The eradication of poverty was matched in importance by the Great Society’s advancement of civil rights. Indeed, the condition of the poor could not be alleviated if racial discrimination limited their access to jobs, education, and housing. Realizing this, Johnson drove the long-awaited civil rights act, proposed by Kennedy in June 1963 in the wake of riots at the University of Alabama, through Congress. Under Kennedy’s leadership, the bill had passed the House of Representatives but was stalled in the Senate by a filibuster. Johnson, a master politician, marshaled his considerable personal influence and memories of his fallen predecessor to break the filibuster. The Civil Rights Act of 1964, the most far-reaching civil rights act yet passed by Congress, banned discrimination in public accommodations, sought to aid schools in efforts to desegregate, and prohibited federal funding of programs that permitted racial segregation. Further, it barred discrimination in employment on the basis of race, color, national origin, religion, or gender, and established an Equal Employment Opportunity Commission.

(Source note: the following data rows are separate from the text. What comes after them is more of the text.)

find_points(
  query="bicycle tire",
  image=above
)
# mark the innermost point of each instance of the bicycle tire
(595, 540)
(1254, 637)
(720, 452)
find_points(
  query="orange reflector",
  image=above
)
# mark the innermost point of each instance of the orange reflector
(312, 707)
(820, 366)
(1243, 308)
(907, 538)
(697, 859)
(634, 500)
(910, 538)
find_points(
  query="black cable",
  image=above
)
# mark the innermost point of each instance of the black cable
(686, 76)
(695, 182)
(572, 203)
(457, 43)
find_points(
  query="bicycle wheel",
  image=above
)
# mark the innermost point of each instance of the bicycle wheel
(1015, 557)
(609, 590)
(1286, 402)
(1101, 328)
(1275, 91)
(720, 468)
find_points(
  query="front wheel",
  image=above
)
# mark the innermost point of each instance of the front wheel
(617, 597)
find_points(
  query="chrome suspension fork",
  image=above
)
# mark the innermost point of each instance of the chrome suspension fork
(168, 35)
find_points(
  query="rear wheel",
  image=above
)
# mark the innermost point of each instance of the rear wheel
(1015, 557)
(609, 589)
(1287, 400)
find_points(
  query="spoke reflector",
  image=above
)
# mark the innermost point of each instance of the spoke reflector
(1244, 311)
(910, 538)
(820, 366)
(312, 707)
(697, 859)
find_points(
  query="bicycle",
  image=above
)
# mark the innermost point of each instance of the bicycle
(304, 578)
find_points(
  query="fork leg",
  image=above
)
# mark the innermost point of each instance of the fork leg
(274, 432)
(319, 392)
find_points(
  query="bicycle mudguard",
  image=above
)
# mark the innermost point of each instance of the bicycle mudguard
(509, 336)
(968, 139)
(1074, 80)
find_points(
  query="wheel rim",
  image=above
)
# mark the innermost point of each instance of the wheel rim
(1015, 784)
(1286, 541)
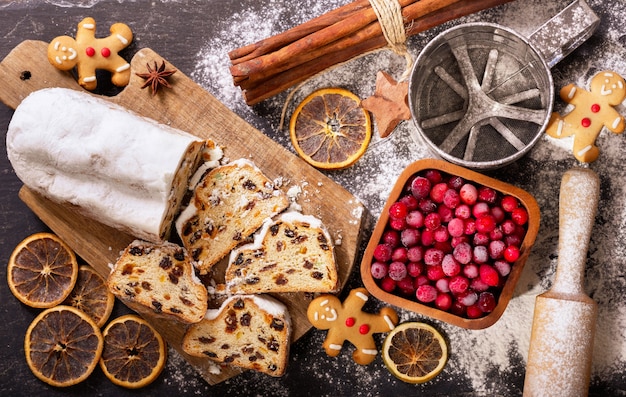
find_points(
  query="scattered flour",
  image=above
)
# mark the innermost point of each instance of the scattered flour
(484, 356)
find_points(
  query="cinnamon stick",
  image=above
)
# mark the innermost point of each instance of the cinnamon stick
(363, 40)
(275, 42)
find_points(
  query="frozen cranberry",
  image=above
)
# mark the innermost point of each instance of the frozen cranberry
(496, 234)
(397, 224)
(410, 201)
(458, 284)
(420, 187)
(397, 271)
(473, 312)
(519, 216)
(434, 273)
(415, 254)
(441, 234)
(414, 269)
(455, 182)
(382, 252)
(463, 253)
(480, 239)
(478, 285)
(458, 240)
(468, 194)
(398, 210)
(456, 227)
(399, 254)
(438, 191)
(467, 298)
(463, 211)
(442, 285)
(486, 302)
(470, 226)
(378, 270)
(503, 267)
(481, 254)
(415, 219)
(432, 221)
(487, 195)
(470, 270)
(391, 237)
(511, 253)
(426, 293)
(480, 209)
(485, 223)
(443, 301)
(445, 213)
(496, 249)
(410, 237)
(489, 275)
(509, 203)
(427, 206)
(508, 226)
(451, 267)
(433, 257)
(420, 280)
(428, 238)
(451, 198)
(434, 176)
(498, 214)
(405, 286)
(387, 284)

Protecting African Americans’ right to vote was as important as ending racial inequality in the United States. In January 1964, the Twenty-Fourth Amendment, prohibiting the imposition of poll taxes on voters, was finally ratified. Poverty would no longer serve as an obstacle to voting. Other impediments remained, however. Attempts to register southern African American voters encountered White resistance, and protests against this interference often met with violence. On March 7, 1965, a planned protest march from Selma, Alabama, to the state capitol in Montgomery, turned into “Bloody Sunday” when marchers crossing the Edmund Pettus Bridge encountered a cordon of state police, wielding batons and tear gas (Figure 29.11). Images of White brutality appeared on television screens throughout the nation and in newspapers around the world.

A photograph shows a group of African Americans marching on the street in Selma, Alabama. In the foreground, a man with a small child on his shoulders carries a sign that reads “President Johnson/Go to Selma now!”
Figure 29.11 African American marchers in Selma, Alabama, were attacked by state police officers in 1965, and the resulting “Bloody Sunday” helped create support for the civil rights movement among northern White people. (credit: Library of Congress)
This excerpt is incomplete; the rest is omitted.